『独学大全──絶対に「学ぶこと」をあきらめたくない人のための55の技法』著者の読書猿さんが「勉強が続かない」「やる気が出ない」「目標の立て方がわからない」「受験に受かりたい」「英語を学び直したい」……などなど、「具体的な悩み」に回答。今日から役立ち、一生使える方法を紹介していきます。
※質問は、著者の「マシュマロ」宛てにいただいたものを元に、加筆・修正しています。読書猿さんのマシュマロはこちら
[質問]
趣味で小説みたいなものを書いていて、自分で読み直したのですが、助詞や句読点の書き方が違うせいか、他の人のネット小説や本屋にある小説のようなつっかえずに読める文や情景が想像しやすい文にできませんでした。
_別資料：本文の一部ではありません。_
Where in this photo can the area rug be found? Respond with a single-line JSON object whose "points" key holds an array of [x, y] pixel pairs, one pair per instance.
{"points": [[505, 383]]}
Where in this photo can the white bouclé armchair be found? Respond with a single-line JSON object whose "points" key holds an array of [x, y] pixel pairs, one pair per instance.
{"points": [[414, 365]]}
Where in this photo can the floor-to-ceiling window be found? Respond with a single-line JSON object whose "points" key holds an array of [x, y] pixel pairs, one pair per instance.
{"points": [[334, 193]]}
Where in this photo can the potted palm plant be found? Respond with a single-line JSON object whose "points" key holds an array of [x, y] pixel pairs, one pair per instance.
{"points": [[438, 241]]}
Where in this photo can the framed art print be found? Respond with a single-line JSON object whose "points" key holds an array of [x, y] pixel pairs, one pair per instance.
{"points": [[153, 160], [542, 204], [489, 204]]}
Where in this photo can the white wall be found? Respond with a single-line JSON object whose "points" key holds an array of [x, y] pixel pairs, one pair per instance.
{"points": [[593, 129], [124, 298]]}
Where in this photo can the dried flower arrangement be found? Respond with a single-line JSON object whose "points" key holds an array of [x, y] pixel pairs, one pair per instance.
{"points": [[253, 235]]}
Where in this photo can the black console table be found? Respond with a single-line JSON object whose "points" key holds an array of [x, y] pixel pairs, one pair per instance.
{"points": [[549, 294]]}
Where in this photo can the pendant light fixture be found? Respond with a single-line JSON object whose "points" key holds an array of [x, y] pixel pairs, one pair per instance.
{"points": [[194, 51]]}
小説に限らず、自分で文を書く時にルールというかしばしば正しいとされている文するにはどうしたらよいのでしょうか。
好きな文章を「文節」「単語」に分解してみてください
[読書猿の回答]
書き言葉を操るには訓練が心要ですが、その柱は3つ、入力、分析、出力です。まず読まない人間は書けるようになりません。しかし、ただ読み流しても定着効率は高くありません。効率を高める鍵は分析(分解)であり、そのための工具が文法です。
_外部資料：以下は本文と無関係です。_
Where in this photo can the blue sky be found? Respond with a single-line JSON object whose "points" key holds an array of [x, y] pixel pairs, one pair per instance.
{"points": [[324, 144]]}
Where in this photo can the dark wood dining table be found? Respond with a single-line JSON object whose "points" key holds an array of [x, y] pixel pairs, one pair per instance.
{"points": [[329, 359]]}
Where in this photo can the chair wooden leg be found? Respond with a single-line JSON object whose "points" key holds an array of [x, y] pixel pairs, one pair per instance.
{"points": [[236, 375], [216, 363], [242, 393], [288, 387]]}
まずは他人の書いた文章の一部を取り出し(文章を読んでいて「これはいい」と思ったのを使うとよいです)、一文を文節に、そして単語に分解し、その品詞を明示し、助詞や助動詞の機能を確定し、単語の間の関係を矢印で結ぶワークをやりましょう。
他人の文章で文章分析の経験を積むと、自分の文章に対してもできるようになります。
あらゆる技能がそうですが、まずゆっくりと意識的にできるようになった後、さらに訓練を重ねることで、意識せずに速度を上げてできるようになります。
文法的におかしな文章を書いてしまう状態、言い換えれば、意識しないと文法的に正しい文章を書けない状態では、せっかくの貴重な認知資源をそこに費やしてしまい、「うまく書く」ところまでなかなかいけません。
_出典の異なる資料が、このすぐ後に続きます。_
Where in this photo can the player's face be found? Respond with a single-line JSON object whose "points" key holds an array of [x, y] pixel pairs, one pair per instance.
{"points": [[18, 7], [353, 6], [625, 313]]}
これは、書くことを楽しんだり、表現を磨いたり、よい言い回しを思いついたり、思い描いた情景を過不足なく伝える工夫を考えたり、全体の構成と細部の表現をマッチさせたりという、よい文章を書くことに回せる認知資源が減ってしまうからです。これでは、今うまく書くことが難しいだけでなく、将来に渡って、文章を書く技能の向上を妨げます。
地味な文章分解は、今のうちにやっておけば、一生モノです。『独学大全』やおちこぼれのチャーチルがノーベル賞までとった文才を磨いた教えの記事にもその効用を書いてあります。